Myron S. "Mike" Waldman, a Newsday reporter who roved the halls of Congress for the last quarter-century building a reputation for tireless skills and light-hearted generosity, died Monday after a brief illness. He was 61 and lived in Kensington.

Mr. Waldman had entered Suburban Hospital in Bethesda on June 29, suffering from gall bladder problems. According to his wife, Jean, he subsequently developed pancreatitis. He died early Monday, apparently of heart failure.

Short and stocky, with a mirthful smile above his bow ties, he wrote a wide range of Washington political stories. He was perhaps proudest of a series of stories in 1985 when he was Newsday's White House correspondent.

At the time, President Reagan was planning a ceremonial visit to West Germany, a trip that included a stop at an obscure cemetery in Bitburg. By doggedly pursuing the story, Mr.

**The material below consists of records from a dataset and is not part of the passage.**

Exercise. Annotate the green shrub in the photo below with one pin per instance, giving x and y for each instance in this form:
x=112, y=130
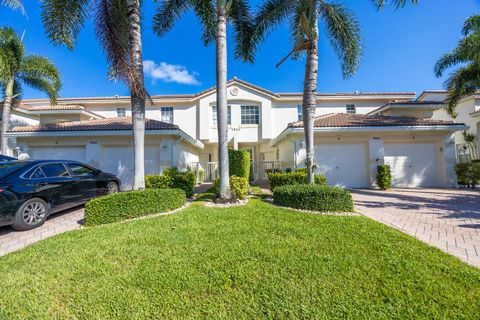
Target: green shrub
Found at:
x=239, y=163
x=182, y=180
x=158, y=182
x=238, y=186
x=384, y=177
x=313, y=197
x=292, y=178
x=132, y=204
x=468, y=174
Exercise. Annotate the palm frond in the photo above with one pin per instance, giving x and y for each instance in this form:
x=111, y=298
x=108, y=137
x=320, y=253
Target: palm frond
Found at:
x=239, y=15
x=11, y=52
x=471, y=25
x=13, y=4
x=63, y=19
x=396, y=3
x=344, y=32
x=167, y=14
x=270, y=15
x=41, y=74
x=463, y=82
x=207, y=14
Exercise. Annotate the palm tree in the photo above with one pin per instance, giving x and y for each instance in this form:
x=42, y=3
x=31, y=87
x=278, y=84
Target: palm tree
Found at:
x=466, y=79
x=14, y=4
x=16, y=69
x=118, y=29
x=214, y=15
x=304, y=16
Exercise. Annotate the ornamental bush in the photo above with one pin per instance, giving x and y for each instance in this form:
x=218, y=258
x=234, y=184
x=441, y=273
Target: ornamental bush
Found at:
x=132, y=204
x=238, y=186
x=468, y=174
x=313, y=197
x=239, y=163
x=158, y=182
x=384, y=177
x=172, y=178
x=292, y=178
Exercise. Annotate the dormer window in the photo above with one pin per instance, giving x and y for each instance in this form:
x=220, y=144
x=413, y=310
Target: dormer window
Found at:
x=351, y=108
x=167, y=114
x=121, y=112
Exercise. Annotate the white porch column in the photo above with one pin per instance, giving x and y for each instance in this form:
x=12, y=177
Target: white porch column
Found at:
x=92, y=154
x=450, y=159
x=376, y=156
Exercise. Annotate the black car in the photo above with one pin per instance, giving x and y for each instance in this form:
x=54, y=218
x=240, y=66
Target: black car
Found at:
x=31, y=190
x=6, y=158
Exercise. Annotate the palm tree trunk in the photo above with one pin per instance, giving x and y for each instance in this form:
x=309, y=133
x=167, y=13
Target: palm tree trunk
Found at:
x=137, y=91
x=7, y=105
x=224, y=192
x=309, y=103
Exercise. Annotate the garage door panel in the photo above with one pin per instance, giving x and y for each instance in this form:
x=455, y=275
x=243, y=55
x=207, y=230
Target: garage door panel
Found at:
x=57, y=153
x=413, y=165
x=344, y=165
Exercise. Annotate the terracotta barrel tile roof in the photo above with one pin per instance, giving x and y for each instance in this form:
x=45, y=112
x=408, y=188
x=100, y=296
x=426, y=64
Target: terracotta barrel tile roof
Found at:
x=339, y=120
x=51, y=108
x=109, y=124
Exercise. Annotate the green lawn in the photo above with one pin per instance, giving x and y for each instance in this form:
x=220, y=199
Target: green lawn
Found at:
x=255, y=261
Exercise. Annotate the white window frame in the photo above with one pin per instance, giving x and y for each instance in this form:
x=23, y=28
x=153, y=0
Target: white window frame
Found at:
x=247, y=118
x=215, y=115
x=121, y=112
x=352, y=111
x=166, y=114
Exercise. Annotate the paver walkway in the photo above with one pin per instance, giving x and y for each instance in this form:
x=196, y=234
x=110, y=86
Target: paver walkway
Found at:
x=12, y=240
x=448, y=219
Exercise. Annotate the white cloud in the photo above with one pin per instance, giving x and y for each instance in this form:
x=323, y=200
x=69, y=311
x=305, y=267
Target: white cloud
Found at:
x=169, y=73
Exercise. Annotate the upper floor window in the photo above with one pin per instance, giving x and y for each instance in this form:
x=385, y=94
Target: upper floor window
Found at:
x=250, y=115
x=121, y=112
x=351, y=108
x=167, y=114
x=214, y=115
x=300, y=112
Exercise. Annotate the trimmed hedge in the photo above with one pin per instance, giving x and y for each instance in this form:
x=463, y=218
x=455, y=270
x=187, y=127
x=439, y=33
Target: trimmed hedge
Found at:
x=172, y=178
x=132, y=204
x=158, y=182
x=468, y=174
x=313, y=197
x=239, y=163
x=292, y=178
x=238, y=186
x=384, y=177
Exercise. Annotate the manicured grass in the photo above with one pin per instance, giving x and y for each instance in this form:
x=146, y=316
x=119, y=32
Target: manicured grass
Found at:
x=254, y=261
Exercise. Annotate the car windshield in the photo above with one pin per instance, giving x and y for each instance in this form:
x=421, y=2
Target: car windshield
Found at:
x=7, y=168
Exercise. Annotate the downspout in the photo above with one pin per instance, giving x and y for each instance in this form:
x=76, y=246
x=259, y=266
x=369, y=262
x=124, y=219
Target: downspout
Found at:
x=171, y=150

Waldman helped to disclose that the cemetery included the graves of former SS soldiers and that the president's original plans did not include visiting a concentration camp to honor the victims of Nazi Germany.

Mr. Waldman, who grew up in the Bronx, majored in history at New York University and graduated in 1954. He earned a master's in journalism at the University of Missouri at Columbia, where he met his wife.

After Army service and brief stints at other papers, he joined Newsday in 1963.

Services for Mr. Waldman are to be conducted at 2 p.m. Sunday at the Danzansky-Goldberg Memorial Chapels in Rockville.

In addition to his wife, the former Jean Miller, he is survived by three sons, Morris Waldman of Myersville, Daniel Benjamin Waldman of Gaithersburg and Lawrence Edward Waldman of Kensington; a sister, Elaine Waldman of New York City; and a grandson.

Oscar D. Gayle

Expert on packaging

Oscar D. Gayle, who wrote books, taught and lectured on packaging and preserving goods for shipment and storage at military posts, died Monday of heart failure at his home on Damascus Court in Baltimore.

Mr. Gayle, who was 81, retired in 1978 from the Joint Military Packaging Training Center at the Aberdeen Proving Ground. He joined the training center staff in 1959 in Toledo, Ohio, and had lived in Baltimore since the center was transferred to Aberdeen in 1963.

During World War II, he served in the Coast Guard as engineering officer on a destroyer escort in the North Atlantic. He joined the Coast Guard Reserve for a time after the war, reaching the rank of lieutenant.

Born in St. Paul, Minn., but reared in Cleveland, he was a 1932 graduate of Case Western Reserve University.

He was a member of the Baltimore Hebrew Congregation and its brotherhood. After he retired, he was a volunteer with the Service Corps of Retired Executives, and at Sinai Hospital and the Maryland Science Center.

Services were to be conducted at 11 a.m. today at Sol Levinson & Bros. Home, 6010 Reisterstown Road in Baltimore.

Mr. Gayle is survived by his wife, the former Esther E. Elman; three sons, David M. Gayle of Silver Spring, Arnold S. Gayle of Columbia and Steven B. Gayle of Gilbertsville, N.Y.; and five grandchildren.